Simultaneous fabrication of multiple tablets within seconds using tomographic volumetric 3D printing

Abstract: 3D printing is driving a shift in patient care away from a generalised model and towards personalised treatments. To complement fast-paced clinical environments, 3D printing technologies must provide sufficiently high throughputs for them to be feasibly implemented. Volumetric printing is an emerging 3D printing technology that affords such speeds, being capable of producing entire objects within seconds.
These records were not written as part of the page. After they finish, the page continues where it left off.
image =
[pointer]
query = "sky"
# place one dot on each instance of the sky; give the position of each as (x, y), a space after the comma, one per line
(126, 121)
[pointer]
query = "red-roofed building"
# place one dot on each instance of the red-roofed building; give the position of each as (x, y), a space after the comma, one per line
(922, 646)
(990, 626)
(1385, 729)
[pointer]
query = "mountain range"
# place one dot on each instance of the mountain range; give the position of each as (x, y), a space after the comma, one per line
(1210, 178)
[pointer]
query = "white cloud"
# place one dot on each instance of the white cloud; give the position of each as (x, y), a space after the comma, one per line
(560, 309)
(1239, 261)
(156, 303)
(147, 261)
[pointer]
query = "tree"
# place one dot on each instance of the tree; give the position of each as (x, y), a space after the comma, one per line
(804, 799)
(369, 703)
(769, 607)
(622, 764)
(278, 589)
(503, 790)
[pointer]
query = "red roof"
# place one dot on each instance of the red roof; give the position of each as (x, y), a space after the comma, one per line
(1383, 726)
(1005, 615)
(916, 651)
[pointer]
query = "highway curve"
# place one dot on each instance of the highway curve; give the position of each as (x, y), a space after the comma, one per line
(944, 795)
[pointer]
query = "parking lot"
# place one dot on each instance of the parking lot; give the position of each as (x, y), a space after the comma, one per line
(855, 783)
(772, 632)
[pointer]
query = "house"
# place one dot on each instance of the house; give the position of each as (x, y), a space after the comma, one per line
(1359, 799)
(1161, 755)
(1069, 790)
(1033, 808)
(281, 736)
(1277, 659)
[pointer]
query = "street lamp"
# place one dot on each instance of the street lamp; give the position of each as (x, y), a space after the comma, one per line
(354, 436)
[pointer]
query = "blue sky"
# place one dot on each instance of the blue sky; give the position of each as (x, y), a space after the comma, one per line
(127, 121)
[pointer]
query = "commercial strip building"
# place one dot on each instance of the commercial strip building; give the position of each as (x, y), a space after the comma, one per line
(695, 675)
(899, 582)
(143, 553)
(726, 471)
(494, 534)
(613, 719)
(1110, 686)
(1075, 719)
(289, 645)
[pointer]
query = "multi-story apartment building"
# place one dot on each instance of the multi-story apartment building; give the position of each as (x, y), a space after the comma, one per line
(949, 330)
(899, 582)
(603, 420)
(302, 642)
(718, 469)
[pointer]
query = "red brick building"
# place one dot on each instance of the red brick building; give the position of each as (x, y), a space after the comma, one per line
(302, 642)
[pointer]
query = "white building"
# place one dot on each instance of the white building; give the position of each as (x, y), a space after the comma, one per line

In this study, for the first time, rotatory volumetric printing was used to simultaneously produce two torus- or cylinder-shaped paracetamol-loaded Printlets (3D printed tablets). Six resin formulations comprising paracetamol as the model drug, poly(ethylene glycol) diacrylate (PEGDA) 575 or 700 as photoreactive monomers, water and PEG 300 as non-reactive diluents, and lithium phenyl-2,4,6-trimethylbenzoylphosphinate (LAP) as the photoinitiator were investigated. Two printlets were successfully printed in 12 to 32 s and exhibited sustained drug release profiles. These results support the use of rotary volumetric printing for efficient and effective manufacturing of various personalised medicines at the same time. With the speed and precision it affords, rotatory volumetric printing has the potential to become one of the most promising alternative manufacturing technologies in the pharmaceutical industry.